L16: salire la parete grigia a buchi sopra alla sosta e poi procedere in obliquo a sx (ch) aggirando la grande pancia gialla.
Proseguire poi in verticale per una sequenza di muretti tecnici (il tiro è molto chiodato, non si puo sbagliare strada) puntando alla base del camino finale dove si sosta (2spit, vecchia sosta a ch all interno del camino). 40m, V

L17: Salire il camino molto sporco di sabbia e terra, con tratti di roccia liscia, sfruttando nella parte finale strapiombante le lame (un po’lucide, cuneo) sul suo lato dx. Sosta su spuntone arrivati alla forcella dove sbocca il camino. 30m, IV e V+

L18: Proseguire sotto al filo cresta, per placche grigie compatte (III) e poi per rocce più facili, tra canali e risalti puntando a una vaga sella sotto alla cima, dove le difficoltà e l'esposizione si abbattono. Qui conviene slegarsi e procedere a piedi. 70m, III, II, I

Continuare semza percorso obbligato con passi di I fino alla cresta sommitale che infine conduce alla grande croce di vetta.

DISCESA
seguire la cresta verso nord (ometti), tenendosi appena a dx del filo. Presso un primo salto fare una calata di 20m da anello cementato, altrimenti si disarrampica (III, molto expo, conviene scendere legati).
Continuare ancora per la cresta stando sempre sul lato destro fino a una ampia forcella con ometti da dove scende il canale-camino della via normale proprio di fronte al Rifugio Santner.
Da qui iniziano le doppie.
D1: 30m fino ad 3ch con cordini all’interno di un camino
D2: 30m fino allo sbocco del camino in una zona più facile. Abbassarsi camminando per 4m fino alla calata successiva su grossa clessidra
D4 – 50m raggiungendo le ghiaie alla base della parete.
Le prime due calate conviene farle con una corda sola per evitare incastri.
Contare circa 1 ora dalla cima al rif Satner

Per evidente sentiero si raggiunge il Rifugio Santner, quindi il Rifugio Re Alberto sotto le Torri del Vajolet. Ancora per sentiero si scende al Rifugio Vajolet e da questo si ritorna al Gardeccia. (1 / 1.5h dal rif satner al Gardeccia).

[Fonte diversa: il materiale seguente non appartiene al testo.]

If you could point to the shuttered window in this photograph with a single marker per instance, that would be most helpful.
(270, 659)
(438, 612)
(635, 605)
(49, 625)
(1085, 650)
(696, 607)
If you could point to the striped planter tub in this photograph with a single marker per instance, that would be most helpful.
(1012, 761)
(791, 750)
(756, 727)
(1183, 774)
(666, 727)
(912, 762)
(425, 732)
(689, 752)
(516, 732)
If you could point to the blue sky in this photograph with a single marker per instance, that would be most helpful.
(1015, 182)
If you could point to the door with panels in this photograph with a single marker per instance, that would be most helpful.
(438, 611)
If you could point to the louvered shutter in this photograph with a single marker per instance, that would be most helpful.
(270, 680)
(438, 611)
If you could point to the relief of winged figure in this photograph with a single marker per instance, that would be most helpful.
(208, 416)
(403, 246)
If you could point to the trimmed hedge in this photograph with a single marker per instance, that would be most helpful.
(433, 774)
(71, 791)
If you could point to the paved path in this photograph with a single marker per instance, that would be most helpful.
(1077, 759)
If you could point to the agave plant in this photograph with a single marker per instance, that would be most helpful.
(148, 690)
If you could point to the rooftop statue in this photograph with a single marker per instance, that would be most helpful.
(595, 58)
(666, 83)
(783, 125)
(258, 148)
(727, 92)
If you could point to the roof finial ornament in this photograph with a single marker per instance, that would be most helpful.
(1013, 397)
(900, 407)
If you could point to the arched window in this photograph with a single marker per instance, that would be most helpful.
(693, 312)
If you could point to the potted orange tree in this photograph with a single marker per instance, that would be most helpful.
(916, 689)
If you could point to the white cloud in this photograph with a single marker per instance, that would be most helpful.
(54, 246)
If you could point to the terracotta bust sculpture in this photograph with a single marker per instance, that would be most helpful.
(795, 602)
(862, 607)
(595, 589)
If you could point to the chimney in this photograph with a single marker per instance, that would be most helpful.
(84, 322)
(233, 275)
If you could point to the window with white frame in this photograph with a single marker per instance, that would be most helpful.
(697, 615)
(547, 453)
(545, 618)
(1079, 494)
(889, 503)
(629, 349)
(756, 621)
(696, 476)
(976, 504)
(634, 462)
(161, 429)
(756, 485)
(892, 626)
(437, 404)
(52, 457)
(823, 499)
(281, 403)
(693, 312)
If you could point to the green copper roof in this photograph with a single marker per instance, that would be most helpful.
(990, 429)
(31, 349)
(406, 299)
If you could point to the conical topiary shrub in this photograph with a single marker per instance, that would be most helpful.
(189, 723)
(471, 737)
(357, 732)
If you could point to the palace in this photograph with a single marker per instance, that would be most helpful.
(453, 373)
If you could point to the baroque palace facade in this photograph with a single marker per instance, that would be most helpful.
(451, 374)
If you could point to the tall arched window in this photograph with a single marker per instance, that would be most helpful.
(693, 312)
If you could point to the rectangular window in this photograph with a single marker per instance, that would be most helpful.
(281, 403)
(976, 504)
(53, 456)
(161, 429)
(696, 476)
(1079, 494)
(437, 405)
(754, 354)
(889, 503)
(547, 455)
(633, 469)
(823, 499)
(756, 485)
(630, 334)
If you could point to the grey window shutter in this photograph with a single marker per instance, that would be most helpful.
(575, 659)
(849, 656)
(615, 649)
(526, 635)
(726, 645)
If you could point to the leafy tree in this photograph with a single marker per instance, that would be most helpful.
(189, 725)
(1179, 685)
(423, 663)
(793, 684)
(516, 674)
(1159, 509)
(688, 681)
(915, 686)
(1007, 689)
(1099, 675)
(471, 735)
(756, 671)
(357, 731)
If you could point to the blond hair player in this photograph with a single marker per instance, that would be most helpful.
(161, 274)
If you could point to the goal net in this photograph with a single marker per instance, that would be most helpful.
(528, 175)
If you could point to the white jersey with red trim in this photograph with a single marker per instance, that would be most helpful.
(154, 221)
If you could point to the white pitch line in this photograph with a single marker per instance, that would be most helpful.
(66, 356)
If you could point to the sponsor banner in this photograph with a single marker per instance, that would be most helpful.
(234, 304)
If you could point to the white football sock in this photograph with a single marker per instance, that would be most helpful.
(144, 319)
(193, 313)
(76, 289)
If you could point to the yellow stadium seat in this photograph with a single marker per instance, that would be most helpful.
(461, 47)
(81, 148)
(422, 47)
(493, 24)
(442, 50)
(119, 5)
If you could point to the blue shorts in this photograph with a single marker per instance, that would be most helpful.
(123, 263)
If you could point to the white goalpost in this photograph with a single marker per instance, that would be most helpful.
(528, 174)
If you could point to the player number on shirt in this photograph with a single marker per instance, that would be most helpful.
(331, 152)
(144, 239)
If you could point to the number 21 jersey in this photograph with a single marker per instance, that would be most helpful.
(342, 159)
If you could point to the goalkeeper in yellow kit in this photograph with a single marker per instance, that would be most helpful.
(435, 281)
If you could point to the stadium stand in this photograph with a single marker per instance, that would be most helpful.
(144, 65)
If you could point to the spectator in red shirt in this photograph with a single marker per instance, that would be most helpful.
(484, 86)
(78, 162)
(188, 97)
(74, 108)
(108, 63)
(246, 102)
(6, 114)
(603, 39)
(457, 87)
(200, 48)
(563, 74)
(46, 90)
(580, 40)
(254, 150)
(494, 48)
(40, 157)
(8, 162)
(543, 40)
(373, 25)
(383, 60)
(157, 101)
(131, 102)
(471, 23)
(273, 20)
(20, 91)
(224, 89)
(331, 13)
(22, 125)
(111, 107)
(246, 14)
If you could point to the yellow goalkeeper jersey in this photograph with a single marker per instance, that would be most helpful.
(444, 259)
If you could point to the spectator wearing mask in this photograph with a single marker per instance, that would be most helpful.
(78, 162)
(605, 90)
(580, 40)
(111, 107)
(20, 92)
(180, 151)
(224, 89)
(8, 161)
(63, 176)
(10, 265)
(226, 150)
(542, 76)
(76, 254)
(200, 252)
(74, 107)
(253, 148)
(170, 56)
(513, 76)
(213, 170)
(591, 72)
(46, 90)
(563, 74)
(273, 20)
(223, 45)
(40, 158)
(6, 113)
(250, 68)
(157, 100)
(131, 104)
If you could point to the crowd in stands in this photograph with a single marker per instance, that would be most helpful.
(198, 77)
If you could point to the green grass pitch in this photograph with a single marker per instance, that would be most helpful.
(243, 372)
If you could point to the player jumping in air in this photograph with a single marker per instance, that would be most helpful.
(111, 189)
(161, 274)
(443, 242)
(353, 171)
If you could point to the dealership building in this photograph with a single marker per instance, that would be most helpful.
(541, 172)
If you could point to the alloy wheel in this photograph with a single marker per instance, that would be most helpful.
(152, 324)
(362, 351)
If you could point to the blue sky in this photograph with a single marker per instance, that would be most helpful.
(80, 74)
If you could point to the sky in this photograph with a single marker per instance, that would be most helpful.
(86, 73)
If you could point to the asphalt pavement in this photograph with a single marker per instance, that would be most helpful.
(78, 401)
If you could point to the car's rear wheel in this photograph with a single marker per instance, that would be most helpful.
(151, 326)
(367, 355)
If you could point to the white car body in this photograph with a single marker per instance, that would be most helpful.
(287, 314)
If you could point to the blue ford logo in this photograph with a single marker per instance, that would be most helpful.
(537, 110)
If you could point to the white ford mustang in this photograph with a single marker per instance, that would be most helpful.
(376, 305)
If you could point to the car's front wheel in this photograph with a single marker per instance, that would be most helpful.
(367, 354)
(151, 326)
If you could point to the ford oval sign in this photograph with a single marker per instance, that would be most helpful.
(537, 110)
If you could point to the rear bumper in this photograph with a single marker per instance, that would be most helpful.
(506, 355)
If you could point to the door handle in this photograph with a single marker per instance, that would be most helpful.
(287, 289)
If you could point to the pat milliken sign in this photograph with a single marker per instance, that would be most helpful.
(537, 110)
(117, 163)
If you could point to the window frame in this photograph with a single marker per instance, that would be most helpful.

Valutazione itinerario  Eccezionale
Commento  Sviluppo di 720m piu 150 m di cresta finale.

Foto al link https://photos.app.goo.gl/54qMHMPHLftsTfVR9

Via lunga e continua che sale proprio in centro alla parete, sempre in gran esposizione.
Nella relazione ho lasciato i gradi originali, ma tenete presente che la via è molto fisica soprattutto nei primi 5 tiri e nel camino finale (è corretto considerare in media almeno mezzo grado in piu di quanto dichiarato).
La roccia è abbastanza buona, c e poco unto ma richiede spesso attenzione nel testare le prese.
La via è in generale poco protetta e quindi in diversi tratti, per quanto logica, da individuare.
Molte soste sono da attrezzare, e gli spuntoni presenti spesso non sono abbastanza buoni per fare una sosta decente (da rinforzare con friend e dadi).